Cole no respondió de inmediato. Su mirada estaba fija en el horizonte de la ciudad de Frizkiel, una mezcla de agujas góticas y acero reluciente, elevándose desafiante contra el yermo blanco. La capital era brutal, fría y absolutamente perfecta para esconder a alguien que no quería ser encontrado.
—Preparen el vehículo —dijo por fin. Su voz era calmada, pero sus puños estaban apretados dentro de los bolsillos de su abrigo.
El viaje al corazón de Frizkiel fue largo y tenso. Apenas reconocía el parloteo bajo de sus hombres. Su mente repasaba cada escena, cada palabra, cada mirada que Eve le había dado en los últimos años.
¿Cómo no lo había notado antes?
Ella siempre lo había mirado como si fuera algo inalcanzable. Su compromiso era un trato: negocios envueltos en oro. Nunca esperó que ella lo amara. Nunca le importó si lo hacía.
Pero lo hizo.
Y ahora ella había desaparecido, llevándose a su hijo con ella.

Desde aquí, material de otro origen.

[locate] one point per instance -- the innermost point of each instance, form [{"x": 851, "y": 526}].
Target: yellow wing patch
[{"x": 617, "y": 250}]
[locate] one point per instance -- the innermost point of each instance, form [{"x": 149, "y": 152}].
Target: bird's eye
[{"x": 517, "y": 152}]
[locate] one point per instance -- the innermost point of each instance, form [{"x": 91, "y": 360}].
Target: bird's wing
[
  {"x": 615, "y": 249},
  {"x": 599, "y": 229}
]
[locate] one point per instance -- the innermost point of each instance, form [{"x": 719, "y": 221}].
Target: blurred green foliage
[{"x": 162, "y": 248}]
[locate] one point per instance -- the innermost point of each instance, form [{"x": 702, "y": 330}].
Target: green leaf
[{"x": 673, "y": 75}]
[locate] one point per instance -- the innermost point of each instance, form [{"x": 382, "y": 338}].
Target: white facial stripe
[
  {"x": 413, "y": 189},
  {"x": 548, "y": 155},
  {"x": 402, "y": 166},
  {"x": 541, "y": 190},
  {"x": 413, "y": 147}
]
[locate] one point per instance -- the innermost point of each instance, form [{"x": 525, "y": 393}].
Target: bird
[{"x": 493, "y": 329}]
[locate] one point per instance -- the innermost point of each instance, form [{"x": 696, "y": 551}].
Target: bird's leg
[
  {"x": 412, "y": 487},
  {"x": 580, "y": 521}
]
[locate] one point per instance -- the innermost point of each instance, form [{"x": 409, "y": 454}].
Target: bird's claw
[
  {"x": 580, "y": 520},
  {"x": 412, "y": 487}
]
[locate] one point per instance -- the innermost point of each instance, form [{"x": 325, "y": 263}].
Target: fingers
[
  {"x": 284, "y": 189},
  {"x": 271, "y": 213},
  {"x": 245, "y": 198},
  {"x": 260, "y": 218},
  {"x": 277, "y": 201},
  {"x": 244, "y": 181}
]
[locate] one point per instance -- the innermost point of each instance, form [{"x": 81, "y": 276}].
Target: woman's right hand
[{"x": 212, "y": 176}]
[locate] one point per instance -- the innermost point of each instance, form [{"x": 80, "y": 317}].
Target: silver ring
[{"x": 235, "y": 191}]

Su mandíbula se tensó ante el pensamiento. No por la traición. Ni siquiera por Eve.
Era el niño. Su sangre. Su heredero. Se había perdido los primeros pasos del niño, sus primeras palabras, ¿habría dicho siquiera «Papá»? ¿O el nombre de alguien más?
Inaceptable.
La casa era sencilla, escondida en un callejón nevado de edificios de ladrillo de piedra. Una luz brillaba desde el segundo piso, y Cole salió del vehículo sin esperar que sus hombres lo asistieran.
—Sin armas —ordenó.
—Pero, señor…
Les lanzó una mirada que los silenció a todos.
—Ella se fue porque la hice sentir como una prisionera. No la recuperaré presentándome como un caudillo.
Ajustó sus guantes, exhaló una vez y subió los escalones helados. Sus botas resonaron huecas cuando llamó a la puerta de madera.
Se abrió lentamente.
Eve.
Se paró en un suéter grueso, con su cabello suelto y más largo de lo que recordaba. Sus ojos se ampliaron en el momento en que lo vio, pero no habló. Aún no.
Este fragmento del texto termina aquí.